Non-Surgical Options for Hyperhidrosis
Patients with mild to moderate symptoms are usually the best candidates for non-surgical treatment options. Most of these treatments focus on controlling the symptoms of hyperhidrosis. Your doctor will discuss the benefits and any side effects of various treatment options.
Available by prescription, these medicines work much like non-prescription antiperspirants, except that they are stronger. The patient applies the medicine to the effected area. Although the medication is left on for six to eight hours, the treatment may only be effective for a few hours. Side effects of this treatment may include skin irritation.
There are a variety of oral medications that can be prescribed to control a patient's reaction to a certain situation. Anti-anxiety medications can help patients who have excessive sweating primarily due to stress-induced anxiety. Antidepressants also have helped patients cope with this condition.

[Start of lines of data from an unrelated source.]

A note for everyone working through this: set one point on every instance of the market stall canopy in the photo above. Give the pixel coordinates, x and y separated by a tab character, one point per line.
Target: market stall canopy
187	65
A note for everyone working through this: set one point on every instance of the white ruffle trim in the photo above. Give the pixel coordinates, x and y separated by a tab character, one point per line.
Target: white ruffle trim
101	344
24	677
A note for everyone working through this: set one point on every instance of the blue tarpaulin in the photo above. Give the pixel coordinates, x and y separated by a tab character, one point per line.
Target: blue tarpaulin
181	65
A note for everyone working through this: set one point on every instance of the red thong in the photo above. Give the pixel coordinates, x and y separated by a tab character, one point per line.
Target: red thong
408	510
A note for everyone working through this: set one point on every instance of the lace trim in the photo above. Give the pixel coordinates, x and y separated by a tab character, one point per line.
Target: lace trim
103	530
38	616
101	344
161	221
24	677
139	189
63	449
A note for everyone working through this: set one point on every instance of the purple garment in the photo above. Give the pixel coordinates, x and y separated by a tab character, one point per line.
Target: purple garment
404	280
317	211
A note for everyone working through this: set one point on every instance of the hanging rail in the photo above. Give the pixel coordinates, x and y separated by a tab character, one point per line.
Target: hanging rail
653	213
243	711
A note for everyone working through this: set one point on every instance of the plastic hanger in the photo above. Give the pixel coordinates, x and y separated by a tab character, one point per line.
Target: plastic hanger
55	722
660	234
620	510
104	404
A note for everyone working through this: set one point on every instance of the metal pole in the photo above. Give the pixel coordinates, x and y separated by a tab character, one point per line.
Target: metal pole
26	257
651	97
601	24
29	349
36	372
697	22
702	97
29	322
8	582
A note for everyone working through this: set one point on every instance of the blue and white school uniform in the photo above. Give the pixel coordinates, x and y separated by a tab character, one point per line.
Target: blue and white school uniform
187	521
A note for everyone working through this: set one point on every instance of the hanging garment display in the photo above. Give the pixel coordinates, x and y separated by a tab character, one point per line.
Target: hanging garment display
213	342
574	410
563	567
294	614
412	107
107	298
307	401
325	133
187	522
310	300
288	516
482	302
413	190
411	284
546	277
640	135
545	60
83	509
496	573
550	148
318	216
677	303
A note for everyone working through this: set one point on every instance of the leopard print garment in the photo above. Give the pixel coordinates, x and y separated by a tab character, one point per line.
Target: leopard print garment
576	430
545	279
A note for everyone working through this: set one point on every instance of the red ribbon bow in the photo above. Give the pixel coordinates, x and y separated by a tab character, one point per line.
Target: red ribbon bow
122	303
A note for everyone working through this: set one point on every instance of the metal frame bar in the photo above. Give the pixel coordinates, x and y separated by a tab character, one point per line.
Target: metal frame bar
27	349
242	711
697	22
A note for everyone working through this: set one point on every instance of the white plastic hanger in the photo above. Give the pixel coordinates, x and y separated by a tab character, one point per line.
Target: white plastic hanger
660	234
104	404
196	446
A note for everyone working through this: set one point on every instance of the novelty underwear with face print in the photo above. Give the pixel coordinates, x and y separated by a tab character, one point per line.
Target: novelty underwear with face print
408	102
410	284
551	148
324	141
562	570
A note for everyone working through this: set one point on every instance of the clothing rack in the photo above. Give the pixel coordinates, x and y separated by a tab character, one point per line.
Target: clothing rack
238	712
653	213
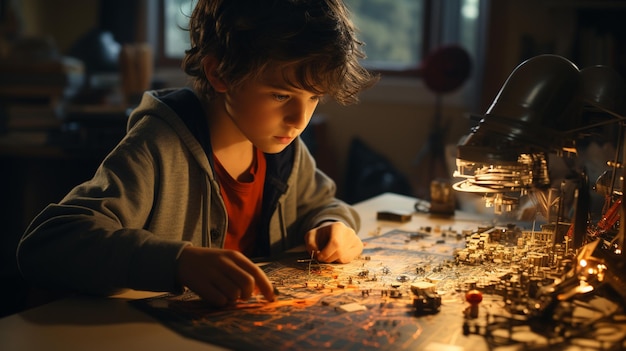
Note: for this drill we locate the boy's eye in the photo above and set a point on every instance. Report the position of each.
(280, 97)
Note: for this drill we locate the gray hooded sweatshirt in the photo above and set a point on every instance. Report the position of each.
(155, 193)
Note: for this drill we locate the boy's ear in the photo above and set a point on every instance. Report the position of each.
(210, 63)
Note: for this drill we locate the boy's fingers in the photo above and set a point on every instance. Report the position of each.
(261, 280)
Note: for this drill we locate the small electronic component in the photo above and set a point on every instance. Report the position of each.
(394, 216)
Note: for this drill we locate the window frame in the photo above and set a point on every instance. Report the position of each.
(429, 23)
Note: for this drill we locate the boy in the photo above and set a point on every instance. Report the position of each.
(205, 180)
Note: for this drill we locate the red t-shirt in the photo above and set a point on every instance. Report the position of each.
(243, 203)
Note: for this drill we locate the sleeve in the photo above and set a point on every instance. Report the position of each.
(316, 196)
(92, 240)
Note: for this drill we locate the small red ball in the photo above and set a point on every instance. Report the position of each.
(474, 297)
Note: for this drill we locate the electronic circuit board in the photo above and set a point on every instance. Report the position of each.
(369, 304)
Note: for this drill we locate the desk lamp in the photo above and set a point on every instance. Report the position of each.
(546, 107)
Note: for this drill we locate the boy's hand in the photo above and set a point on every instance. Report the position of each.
(221, 277)
(334, 242)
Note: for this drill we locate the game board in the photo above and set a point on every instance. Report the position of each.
(369, 304)
(363, 305)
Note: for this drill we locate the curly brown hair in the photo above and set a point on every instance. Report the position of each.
(246, 36)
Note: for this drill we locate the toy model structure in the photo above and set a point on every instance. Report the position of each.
(542, 112)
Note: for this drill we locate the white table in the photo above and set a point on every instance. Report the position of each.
(89, 323)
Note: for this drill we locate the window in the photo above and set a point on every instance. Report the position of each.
(397, 33)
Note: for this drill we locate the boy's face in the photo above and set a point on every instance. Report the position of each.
(269, 111)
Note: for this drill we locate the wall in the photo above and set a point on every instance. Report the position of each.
(64, 20)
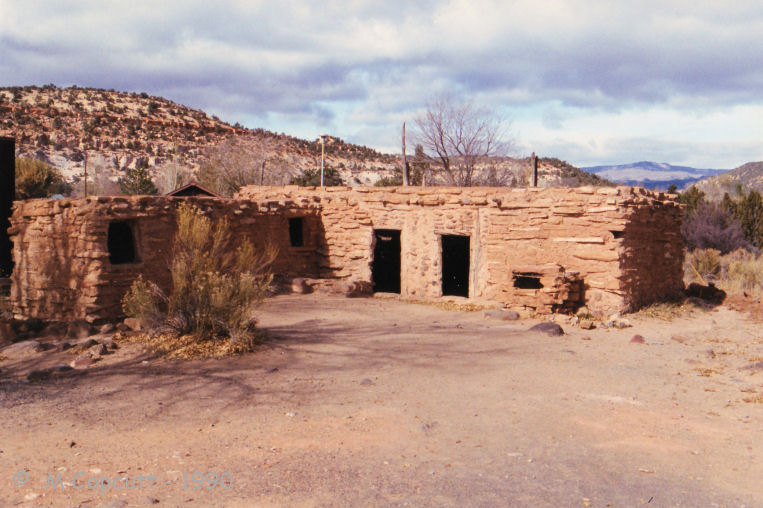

These medications often have side effects.
This electric unit is used primarily for hyperhidrosis of the hands and feet. The affected area is submerged in a pan of water while a mild electric current is applied. Frequent and lengthy treatments are necessary to control sweating. Skin irritation may occur.
A doctor will inject a small amount of botulinum toxin (Botox) into the affected area--typically the underarm or hand. The treatment is usually effective for four to six months before excessive sweating starts to reoccur. In some patients, results may last up to a year. Treatments will need to be repeated and can be rather costly and painful. A study published in the New England Journal of Medicine found that Botox injections worked well for severe underarm hyperhidrosis.